Wednesday, February 15, 2017
Introduction to ERDAS 2
ERDAS Imagine & Digital Data
During this exercise, many skills were practiced. I utilized tools and functions of ERDAS Image, interpreted the layer info of digital data, distinguished between the four types of resolution, and interpreted & analyzed thematic rasters.
(Figure 1 below)
Figure one shows the utilization of ERDAS Image to compare different resolutions. All data was navigated to by using the Metadata tab and analyzing figures.
What's the difference of different resolutions?
Spatial Resolution: This resolution is determined by the inverse relationship between spatial resolution and pixel size. The higher the pixel the lower the spatial resolution
Radiometric Resolution: This resolution is determined by the level of contrast in the photo. The finer the radiometric resolution of a sensor, the more sensitive it is to detecting small differences in reflected or emitted energy, It may be hard to determine this resolution with the eye. Checking metadata for bit size will be the best indicator. The higher the bit the higher the radiometric resolution will be.
Temporal Resolution: This resolution is best determined by how frequently an image of the same area can be taken. Example- Landstat 7 passes of the same area of the planet every 16 days, so therefore it has a temporal resolution of 16.

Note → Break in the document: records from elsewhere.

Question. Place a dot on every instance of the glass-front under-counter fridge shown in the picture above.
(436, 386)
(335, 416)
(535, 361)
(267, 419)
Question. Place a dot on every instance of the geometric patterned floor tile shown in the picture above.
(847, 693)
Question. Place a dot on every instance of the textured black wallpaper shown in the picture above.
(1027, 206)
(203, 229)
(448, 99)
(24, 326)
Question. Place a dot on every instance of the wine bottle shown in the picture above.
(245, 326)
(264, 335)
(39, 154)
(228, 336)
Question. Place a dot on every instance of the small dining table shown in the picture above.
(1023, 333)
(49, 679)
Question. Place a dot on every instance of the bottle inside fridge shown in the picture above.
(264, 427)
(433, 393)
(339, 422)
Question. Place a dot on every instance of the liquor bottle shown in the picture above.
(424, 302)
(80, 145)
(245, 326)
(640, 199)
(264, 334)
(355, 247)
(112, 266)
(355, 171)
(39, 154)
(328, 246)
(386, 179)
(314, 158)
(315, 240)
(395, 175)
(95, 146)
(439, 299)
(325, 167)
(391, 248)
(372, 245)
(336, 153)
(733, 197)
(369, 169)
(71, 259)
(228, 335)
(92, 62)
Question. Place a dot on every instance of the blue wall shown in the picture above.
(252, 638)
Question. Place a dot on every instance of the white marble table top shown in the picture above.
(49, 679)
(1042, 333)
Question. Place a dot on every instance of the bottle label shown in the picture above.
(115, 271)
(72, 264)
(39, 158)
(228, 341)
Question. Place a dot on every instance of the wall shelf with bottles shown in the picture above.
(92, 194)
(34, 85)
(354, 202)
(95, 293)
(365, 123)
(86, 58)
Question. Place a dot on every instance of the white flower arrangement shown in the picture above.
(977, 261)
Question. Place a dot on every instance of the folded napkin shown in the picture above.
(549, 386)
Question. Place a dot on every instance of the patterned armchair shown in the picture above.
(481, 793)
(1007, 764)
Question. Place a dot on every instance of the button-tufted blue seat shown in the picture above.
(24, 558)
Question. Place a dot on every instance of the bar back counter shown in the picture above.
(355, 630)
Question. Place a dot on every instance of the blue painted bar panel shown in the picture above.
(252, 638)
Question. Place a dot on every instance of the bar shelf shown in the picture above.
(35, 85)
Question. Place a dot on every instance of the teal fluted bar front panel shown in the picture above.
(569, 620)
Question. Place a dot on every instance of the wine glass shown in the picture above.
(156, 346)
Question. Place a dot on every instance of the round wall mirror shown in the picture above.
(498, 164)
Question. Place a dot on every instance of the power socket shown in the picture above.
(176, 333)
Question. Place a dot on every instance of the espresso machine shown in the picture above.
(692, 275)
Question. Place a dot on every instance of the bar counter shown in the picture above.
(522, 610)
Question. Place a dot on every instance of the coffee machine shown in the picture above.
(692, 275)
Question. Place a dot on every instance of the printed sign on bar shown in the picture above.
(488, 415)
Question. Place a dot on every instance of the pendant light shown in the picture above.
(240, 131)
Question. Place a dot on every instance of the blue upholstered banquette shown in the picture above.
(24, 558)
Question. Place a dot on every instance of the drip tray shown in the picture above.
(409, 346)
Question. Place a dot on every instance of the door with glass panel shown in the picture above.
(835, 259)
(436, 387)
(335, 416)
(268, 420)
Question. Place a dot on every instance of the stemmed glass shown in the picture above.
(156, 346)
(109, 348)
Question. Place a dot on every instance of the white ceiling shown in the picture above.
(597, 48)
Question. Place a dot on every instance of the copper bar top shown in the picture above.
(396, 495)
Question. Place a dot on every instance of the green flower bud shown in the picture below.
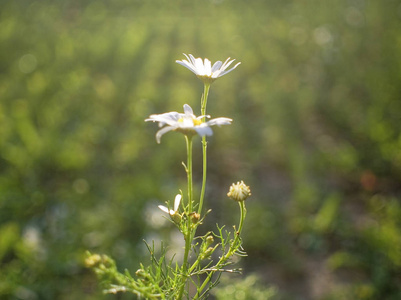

Spectral Resolution: This resolution is determined by how well an image can be used to distinguish between different wavelengths ( or bands) of EMR (electromagnetic radiation). the more bands an image has, and the narrower bandwidths, the higher the spectral resolution.
(Figure 2 Below)
Figure two shows the starting raster image used in the project. It is an image that contains data on soils and type/location. A vector shape-file was added to the frame viewer, showing a hyrdological
(Figure 3 below)
Figure three shows the completed project. The task was completed by analyzing and making this thematic raster image. A new row was added to attribute table to decipher area and percent coverage of each category. Then a query was built to only include Fine Humus soils, resulting in this final map.